Models

Overview

AI models are data-trained programs that perform tasks requiring human-like intelligence, such as predictions, language understanding, or image recognition.

In Dataloop, the Models tab within the Marketplace displays foundational model architectures available at both the organization and project levels. These serve as starting points for managing, installing, versioning, and training models with your own datasets.

Users can select a public model architecture to create an initial model version, which can then be trained to support pre-annotations and accelerate labeling workflows.

In the card view, the following details about each model are presented:

Model Image
Model Name
Model Category (for example, Provider, Media Type, License)
Trainable or Non-Trainable Models
Last Updated Timestamp

Additionally, upon selecting a model card from the list, a detailed information panel will appear on the right side.

Auto Update option
Available Actions
The Model Description and a GitHub location link.
Details, such as:
- Status
- Privacy: Public, Project, or Organization
- Created, Installed, and Updated Date
- Email ID of the user who installed it.
Content information, such as:
- Component Name
- Installation Status
- Model Names
- A link to view models page.

Search and Filter Models

Use the Search a Model field to type in the name of the model to search it.

By Category

Marketplace allows you to filter models using categories. In the left-side panel, search models using the following categories. Select one or more categories to refine the list of models according to your choice. To remove the filter, simply click on the selected filter category once more.

Provider: Filter models based on the organizations or companies that develop, train, host, and distribute AI technologies. Examples include Dataloop, Google, Meta, AWS, etc.
Deployed By: Narrow down models by filtering for organizations and companies that have deployed their applications or models within the Dataloop marketplace. It helps to identify models that are running on either Dataloop Compute (Managed Compute), or External Compute provider via API (NVIDIA, Microsoft, etc.).
Media Type: Select models based on the type of data they handle, such as Audio, Image, Text, Video, etc. Each media type corresponds to specific AI models and techniques designed to process, generate, or enhance that form of data.
Computer Vision: Focus on models that specialize in analyzing visual data like images and videos to extract meaningful information. Examples include Object Detection, Classification, Semantic Segmentation, etc.
NLP (Natural Language Processing): Filter models that are designed to understand, interpret, and generate human language. Examples include Text Classification, Token Classification, Translation, etc.
Audio: Choose models based on their ability to process and analyze audio data. This includes models for tasks like Text to Speech, Audio Classification, Automatic Speech Recognition, and Embeddings.
Gen AI: Filter models based on their classification as Large Language Models (LLM) or Large Multimodal Models (LMM) within the broader category of General AI. This helps identify models with advanced capabilities in language and multimodal tasks.
License: Select models according to their licensing agreements, ensuring that the chosen model aligns with your legal, project, and ethical requirements. Examples include End User License Agreement (EULA), MIT License, Apache License 2.0, etc.

By Trainability Status

Marketplace allows you to filter models by whether they are Trainable or Non-Trainable. In the top-right-side, filter models using the trainability status.
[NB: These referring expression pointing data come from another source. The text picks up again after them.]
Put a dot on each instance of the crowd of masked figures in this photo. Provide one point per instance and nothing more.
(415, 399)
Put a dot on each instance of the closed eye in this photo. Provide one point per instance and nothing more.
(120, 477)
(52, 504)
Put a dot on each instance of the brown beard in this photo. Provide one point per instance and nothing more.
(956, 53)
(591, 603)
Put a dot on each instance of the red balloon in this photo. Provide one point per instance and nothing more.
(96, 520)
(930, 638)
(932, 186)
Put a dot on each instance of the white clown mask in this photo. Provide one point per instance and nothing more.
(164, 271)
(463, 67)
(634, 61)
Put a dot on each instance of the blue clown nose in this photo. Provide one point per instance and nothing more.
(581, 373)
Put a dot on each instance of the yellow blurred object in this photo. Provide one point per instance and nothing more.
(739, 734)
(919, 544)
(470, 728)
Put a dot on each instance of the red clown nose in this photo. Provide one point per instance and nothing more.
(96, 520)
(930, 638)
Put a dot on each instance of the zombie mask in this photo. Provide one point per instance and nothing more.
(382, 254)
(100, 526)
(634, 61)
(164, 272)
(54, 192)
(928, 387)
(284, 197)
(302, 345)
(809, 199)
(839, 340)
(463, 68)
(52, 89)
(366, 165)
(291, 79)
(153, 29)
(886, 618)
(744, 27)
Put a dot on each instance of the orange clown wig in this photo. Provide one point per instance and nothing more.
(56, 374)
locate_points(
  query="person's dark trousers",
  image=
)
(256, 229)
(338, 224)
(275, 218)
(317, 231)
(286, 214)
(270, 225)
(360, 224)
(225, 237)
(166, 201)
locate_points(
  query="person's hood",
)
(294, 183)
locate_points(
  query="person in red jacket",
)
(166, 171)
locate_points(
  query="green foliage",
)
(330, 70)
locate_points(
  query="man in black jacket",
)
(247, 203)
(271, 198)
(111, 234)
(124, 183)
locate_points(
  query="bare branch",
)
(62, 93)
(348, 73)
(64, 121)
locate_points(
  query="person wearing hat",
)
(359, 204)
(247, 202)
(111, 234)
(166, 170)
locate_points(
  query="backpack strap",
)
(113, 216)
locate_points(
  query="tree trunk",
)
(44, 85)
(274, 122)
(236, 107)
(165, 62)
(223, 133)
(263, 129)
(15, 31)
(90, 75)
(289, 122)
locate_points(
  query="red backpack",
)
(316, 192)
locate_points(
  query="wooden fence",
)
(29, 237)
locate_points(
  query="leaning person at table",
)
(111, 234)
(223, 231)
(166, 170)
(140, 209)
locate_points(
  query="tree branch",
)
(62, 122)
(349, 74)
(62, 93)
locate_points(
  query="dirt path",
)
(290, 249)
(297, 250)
Trainable: These models can be updated or fine-tuned with new data, allowing them to improve or adapt over time.
Non-Trainable: These models cannot be further trained. They are used as-is, suitable for situations where the model's behavior should remain consistent over time.

By Model Type

When managing machine learning models in a platform or Marketplace, you can enhance your workflow by filtering models based on their Model Type. This allows you to quickly identify and select models that align with your specific use case. The available model types are:

Predictive: Primarily used to forecast outcomes or classify data based on historical or input data. These models learn from existing data to make informed predictions about new, unseen data. Common Use Cases are Classification, Regression, Anomaly Detection, etc.
Generative (Gen AI): Generative models, also known as Generative AI, are designed to create new data instances that resemble a given dataset. These models learn the underlying distribution of the data and generate new samples that follow this learned distribution. Common Use Cases are Text Generation, Image Generation, Data Augmentation, Content Creation, etc.
Embeddings: Embeddings models are used to convert complex data, like text, images, or other types, into fixed-size numerical vectors (embeddings) that capture the essential features of the data. These embeddings can then be used for various downstream tasks. Common Use Cases are Similarity Search, Clustering, Data Curation, Retrieval-Augmented Generation (RAG), etc.

Create Your Own Model

Dataloop enables you to develop and deploy your own models using the SDK. These models can be configured to run on Dataloop's built-in compute infrastructure or on external compute environments.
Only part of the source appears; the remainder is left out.